Different rules apply depending on whether something's physical or information. For physical things money works well. Also, you can have ownership, and therefore theft. For information things, money doesn't work, and nor does ownership.
There's been a recent flap because some products (music, films, software, books, newspapers) have moved over from the realm of physical to that of informational. In the old days of music, you had to buy a record or tape (or a wax cylinder!) and so the music industry worked by selling those physical things. Now, with advancing technology, music has moved over into the information domain.
Many of the old school record companies aren't willing to recognize this shift.
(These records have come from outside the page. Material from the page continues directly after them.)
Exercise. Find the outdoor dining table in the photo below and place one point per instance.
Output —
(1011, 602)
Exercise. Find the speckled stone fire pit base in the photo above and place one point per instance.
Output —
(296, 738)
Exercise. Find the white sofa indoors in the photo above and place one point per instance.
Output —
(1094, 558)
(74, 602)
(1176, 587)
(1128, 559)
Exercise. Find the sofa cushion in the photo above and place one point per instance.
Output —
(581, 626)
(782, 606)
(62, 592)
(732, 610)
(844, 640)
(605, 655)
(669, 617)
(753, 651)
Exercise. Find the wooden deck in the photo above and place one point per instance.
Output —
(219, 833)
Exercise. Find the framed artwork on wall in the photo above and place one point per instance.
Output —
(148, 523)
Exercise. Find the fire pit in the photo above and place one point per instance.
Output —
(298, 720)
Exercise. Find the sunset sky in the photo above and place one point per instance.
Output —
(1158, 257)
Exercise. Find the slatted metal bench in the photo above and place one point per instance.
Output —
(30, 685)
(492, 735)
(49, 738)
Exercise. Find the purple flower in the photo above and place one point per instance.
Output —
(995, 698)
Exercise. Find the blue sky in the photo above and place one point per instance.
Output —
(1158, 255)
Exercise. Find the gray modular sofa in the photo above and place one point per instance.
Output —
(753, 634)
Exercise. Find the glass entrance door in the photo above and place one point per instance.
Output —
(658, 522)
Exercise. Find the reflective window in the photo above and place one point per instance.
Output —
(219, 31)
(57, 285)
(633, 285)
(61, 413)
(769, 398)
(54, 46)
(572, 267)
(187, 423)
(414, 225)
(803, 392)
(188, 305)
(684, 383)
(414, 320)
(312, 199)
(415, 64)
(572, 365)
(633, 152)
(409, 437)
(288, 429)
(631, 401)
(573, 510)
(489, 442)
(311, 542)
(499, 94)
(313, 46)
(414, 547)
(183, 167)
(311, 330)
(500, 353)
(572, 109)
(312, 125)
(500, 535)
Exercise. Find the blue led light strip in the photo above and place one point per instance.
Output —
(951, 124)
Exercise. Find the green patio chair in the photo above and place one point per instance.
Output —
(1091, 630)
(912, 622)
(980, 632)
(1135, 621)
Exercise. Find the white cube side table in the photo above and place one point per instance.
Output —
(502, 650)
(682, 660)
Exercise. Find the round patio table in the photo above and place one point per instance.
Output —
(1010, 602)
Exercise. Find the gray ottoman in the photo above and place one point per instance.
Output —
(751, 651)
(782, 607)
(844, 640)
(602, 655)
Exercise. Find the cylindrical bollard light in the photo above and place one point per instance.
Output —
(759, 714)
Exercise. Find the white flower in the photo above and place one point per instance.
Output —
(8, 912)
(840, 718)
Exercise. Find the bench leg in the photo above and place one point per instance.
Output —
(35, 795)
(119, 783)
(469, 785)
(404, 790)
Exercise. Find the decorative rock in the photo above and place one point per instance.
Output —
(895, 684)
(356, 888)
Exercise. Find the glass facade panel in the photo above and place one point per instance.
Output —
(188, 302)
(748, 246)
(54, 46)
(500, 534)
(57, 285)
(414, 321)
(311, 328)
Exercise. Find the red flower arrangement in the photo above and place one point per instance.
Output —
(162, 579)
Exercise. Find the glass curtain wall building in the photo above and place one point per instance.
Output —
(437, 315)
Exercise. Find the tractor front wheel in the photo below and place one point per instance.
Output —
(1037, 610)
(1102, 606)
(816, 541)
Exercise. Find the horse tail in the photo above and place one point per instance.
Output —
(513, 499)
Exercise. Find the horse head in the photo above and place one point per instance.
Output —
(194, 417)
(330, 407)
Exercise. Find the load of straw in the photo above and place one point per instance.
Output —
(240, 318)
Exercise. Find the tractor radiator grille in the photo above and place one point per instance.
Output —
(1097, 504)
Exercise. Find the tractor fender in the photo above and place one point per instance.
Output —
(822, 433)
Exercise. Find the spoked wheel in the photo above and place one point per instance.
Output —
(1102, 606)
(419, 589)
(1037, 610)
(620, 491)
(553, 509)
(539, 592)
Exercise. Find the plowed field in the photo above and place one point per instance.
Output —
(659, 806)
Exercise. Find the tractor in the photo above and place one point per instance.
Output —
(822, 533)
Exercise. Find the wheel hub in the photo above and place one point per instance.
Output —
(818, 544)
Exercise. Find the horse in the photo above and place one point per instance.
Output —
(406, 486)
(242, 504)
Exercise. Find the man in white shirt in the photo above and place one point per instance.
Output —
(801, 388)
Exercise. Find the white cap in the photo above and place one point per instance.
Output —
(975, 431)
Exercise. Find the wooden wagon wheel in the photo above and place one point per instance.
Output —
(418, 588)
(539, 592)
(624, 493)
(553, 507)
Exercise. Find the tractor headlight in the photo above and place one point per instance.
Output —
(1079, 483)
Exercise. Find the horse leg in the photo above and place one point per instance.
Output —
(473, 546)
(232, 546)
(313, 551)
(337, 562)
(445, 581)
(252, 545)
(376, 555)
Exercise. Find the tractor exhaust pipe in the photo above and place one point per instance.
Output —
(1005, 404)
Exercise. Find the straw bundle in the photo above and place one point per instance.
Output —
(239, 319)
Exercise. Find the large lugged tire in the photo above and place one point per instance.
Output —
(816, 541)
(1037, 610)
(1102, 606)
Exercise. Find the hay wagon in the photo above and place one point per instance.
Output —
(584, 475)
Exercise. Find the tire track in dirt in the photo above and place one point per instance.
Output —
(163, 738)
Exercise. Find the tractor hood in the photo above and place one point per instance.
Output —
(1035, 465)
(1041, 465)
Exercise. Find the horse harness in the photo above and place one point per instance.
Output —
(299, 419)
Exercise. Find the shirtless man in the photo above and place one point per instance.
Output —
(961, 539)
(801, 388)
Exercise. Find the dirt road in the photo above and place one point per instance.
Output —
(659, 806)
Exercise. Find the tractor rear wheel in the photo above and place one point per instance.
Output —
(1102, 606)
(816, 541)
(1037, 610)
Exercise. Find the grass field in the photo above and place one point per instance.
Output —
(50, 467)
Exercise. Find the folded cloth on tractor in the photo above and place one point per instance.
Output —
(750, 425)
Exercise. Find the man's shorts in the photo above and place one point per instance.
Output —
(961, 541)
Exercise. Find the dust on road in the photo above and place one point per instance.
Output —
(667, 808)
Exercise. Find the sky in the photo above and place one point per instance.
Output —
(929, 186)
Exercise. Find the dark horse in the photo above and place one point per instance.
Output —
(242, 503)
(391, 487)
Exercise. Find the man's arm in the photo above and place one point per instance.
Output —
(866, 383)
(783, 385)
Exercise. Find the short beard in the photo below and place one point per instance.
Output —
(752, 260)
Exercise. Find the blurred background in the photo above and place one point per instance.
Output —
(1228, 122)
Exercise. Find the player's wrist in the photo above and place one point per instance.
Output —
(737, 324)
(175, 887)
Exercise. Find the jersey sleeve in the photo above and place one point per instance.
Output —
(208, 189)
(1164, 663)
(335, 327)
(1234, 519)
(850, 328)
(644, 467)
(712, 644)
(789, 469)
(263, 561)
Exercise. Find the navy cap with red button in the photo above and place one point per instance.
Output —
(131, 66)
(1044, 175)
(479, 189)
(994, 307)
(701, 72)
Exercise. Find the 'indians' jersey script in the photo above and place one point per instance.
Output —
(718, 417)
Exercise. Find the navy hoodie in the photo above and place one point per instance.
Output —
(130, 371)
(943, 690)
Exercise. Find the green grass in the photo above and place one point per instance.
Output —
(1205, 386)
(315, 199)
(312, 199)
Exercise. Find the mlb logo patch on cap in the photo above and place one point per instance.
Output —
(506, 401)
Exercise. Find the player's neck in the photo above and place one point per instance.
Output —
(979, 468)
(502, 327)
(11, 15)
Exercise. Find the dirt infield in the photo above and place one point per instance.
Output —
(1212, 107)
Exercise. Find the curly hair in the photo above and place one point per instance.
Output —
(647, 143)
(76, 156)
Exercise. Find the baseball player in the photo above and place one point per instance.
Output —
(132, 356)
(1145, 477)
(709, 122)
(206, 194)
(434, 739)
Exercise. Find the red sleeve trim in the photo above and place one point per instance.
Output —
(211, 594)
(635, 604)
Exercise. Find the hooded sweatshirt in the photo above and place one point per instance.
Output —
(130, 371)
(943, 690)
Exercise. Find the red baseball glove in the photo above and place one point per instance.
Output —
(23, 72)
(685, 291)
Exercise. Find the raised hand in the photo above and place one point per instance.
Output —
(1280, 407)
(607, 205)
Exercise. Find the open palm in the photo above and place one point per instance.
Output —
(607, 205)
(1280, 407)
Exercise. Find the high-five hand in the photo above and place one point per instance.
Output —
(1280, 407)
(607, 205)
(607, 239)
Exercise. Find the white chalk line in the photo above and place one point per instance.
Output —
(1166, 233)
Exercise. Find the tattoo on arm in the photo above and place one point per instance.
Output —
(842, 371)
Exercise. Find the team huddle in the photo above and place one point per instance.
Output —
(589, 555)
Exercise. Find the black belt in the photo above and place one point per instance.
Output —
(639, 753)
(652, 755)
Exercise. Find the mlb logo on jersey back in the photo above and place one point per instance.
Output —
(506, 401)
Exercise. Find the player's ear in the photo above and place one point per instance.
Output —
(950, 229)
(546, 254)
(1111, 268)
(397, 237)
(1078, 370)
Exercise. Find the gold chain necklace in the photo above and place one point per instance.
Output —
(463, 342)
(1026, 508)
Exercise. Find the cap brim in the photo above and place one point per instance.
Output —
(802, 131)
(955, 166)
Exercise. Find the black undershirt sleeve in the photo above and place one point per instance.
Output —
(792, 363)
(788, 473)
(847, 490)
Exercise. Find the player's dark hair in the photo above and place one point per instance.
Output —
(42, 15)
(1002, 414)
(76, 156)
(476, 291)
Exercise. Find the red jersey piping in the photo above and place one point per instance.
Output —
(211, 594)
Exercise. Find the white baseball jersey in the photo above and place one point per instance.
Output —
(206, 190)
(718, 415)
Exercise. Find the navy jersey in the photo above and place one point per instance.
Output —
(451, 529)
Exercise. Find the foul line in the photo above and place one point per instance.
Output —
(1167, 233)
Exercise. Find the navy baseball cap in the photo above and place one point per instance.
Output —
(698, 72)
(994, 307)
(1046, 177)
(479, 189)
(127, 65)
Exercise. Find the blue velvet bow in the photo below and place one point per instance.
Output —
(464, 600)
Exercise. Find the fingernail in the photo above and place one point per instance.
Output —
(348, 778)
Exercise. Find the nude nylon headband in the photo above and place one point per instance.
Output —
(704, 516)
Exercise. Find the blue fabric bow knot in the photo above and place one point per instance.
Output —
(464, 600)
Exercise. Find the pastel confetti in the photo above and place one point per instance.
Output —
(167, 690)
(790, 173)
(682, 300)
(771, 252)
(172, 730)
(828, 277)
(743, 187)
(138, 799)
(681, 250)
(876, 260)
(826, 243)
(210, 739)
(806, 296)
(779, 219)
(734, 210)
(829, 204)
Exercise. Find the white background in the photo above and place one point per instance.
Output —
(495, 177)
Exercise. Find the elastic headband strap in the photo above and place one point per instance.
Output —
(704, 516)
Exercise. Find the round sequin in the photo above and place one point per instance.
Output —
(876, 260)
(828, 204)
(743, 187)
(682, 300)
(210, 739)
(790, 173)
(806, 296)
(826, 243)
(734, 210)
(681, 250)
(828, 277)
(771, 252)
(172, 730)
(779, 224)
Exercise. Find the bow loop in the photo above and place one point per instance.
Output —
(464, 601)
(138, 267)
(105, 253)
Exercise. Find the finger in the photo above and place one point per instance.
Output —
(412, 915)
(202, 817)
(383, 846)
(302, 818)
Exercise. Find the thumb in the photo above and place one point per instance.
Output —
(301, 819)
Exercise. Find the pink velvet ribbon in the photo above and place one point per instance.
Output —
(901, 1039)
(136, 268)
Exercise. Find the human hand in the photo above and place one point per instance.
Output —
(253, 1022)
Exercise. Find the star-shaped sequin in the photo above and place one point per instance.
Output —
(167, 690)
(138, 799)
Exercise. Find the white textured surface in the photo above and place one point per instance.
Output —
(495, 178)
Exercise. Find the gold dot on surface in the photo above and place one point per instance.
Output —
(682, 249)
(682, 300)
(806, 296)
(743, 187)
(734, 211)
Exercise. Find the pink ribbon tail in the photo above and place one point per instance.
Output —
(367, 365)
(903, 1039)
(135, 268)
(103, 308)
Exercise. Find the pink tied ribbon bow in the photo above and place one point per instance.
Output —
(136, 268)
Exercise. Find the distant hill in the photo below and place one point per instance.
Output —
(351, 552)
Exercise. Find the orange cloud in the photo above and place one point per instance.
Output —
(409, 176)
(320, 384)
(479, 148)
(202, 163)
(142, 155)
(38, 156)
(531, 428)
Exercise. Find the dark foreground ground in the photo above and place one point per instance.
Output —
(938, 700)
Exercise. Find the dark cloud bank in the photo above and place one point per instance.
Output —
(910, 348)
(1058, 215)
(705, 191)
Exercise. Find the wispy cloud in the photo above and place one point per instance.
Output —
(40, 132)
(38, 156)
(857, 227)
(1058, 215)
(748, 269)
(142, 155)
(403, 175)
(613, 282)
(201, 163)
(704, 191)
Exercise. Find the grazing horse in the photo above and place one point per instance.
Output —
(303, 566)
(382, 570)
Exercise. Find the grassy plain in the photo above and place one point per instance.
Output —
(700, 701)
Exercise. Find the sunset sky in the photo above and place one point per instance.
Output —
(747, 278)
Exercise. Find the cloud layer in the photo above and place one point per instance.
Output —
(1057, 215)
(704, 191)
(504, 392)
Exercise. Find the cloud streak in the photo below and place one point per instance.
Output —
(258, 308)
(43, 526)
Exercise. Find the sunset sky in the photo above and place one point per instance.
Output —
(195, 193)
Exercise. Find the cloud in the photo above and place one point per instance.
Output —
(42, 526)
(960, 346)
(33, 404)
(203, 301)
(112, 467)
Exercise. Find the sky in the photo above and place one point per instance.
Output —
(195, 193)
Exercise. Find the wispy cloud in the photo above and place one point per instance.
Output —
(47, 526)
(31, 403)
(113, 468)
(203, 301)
They want to carry on as they did in the old days when music was physical. How can they carry on pretending music is still physical, when now it's information? Well, not easily. That's why they have used their considerable lobbying power to bring in draconian laws to force people to behave as if music is still rivalrous. And the result is ACTA and the Digital Economy Act.
Why am I not too worried about this? Well, it's so clearly a dead-end for record companies. A new economy, and way of doing business will spring up that isn't fighting against technology, but using it. For example, I expect bands will license their music to allow people to freely play, copy and modify it. But they will charge money for the physical bit, gigs, merchandising, public appearances etc.
I've concentrated on music, but the same goes for all those things moving from analogue to digital. I'm against ACTA and the Digital Economy Act, but I think it's a waste of energy to fight them since they are doomed to fail anyway. Let's use our energy to make a success of the new ways of doing things.